Según Heidegger, el ser y el lugar son dos aspectos inseparables de la existencia humana; juntos, crean nuestra forma de existencia en el mundo. Y si el lugar no se limita únicamente a lo geográfico, ¿qué podría ser considerado un «lugar» para Heidegger? ¿La edad? ¿Los roles? ¿La raza? ¿La ocupación? Sí, todas estas y más son dimensiones desde las cuales se existe.

Entendido de esta manera, nuestra identidad social no está necesariamente atada a un lugar geográfico. Todos somos y existimos, pero este concepto de «lugar» es más abstracto, intangible y subjetivo.
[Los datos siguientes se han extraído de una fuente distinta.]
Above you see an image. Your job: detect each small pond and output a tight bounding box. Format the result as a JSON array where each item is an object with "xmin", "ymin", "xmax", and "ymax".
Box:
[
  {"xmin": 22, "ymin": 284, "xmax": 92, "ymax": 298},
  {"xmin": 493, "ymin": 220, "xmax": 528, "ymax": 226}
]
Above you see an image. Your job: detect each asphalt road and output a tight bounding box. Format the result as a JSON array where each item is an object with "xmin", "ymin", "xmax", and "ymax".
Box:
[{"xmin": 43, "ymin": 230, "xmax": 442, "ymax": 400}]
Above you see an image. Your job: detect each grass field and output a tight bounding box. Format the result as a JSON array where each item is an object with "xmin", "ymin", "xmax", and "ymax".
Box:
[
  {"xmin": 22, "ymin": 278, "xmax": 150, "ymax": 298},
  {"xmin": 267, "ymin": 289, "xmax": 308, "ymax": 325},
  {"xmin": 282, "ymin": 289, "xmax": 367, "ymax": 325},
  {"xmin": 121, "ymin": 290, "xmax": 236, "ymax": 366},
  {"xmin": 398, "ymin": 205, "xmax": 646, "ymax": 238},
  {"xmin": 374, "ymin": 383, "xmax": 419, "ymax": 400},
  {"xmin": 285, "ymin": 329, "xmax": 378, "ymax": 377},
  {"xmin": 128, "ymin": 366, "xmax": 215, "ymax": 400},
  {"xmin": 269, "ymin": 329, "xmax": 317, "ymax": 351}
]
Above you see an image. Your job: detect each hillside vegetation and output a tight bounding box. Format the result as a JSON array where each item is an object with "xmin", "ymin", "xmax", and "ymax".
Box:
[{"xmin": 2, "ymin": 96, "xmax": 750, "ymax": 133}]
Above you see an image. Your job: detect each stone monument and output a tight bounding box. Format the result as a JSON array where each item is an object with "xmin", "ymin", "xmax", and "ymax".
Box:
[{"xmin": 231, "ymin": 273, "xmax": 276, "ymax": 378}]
Por lo tanto, se puede construir y reconstruir una identidad social sin que esté arraigada en la geografía y su patriotismo, tomando como base lugares abstractos y existenciales.

En mi caso, he decidido que simplemente soy «terrícola», una clasificación espacial que carece de categorías o etiquetas, ya que no hay con quién compararse, carece de estigmatizaciones y diferencias. ¿Con quién podría compararse un terrícola? ¿Con un marciano, un venusiano o un saturniano? Expandiendo aún más esta perspectiva y buscando una identidad completamente desprovista de categorizaciones y etiquetas, me identifico como «soleña» y «lacteana». Estos gentilicios que acabo de inventar significan que nací en el Sistema Solar y en la Vía Láctea. ¿Qué diferencia a un «soleño» de un «alfa centuriano»? ¿Qué diferencia a un «lacteano» de un «andromedeano»? En última instancia, elijo que mi clasificación geográfica y espacial sea «terrícola», «soleña» y «lacteana», y construyo mi identidad social desde una perspectiva existencial alejada del regionalismo y el patriotismo.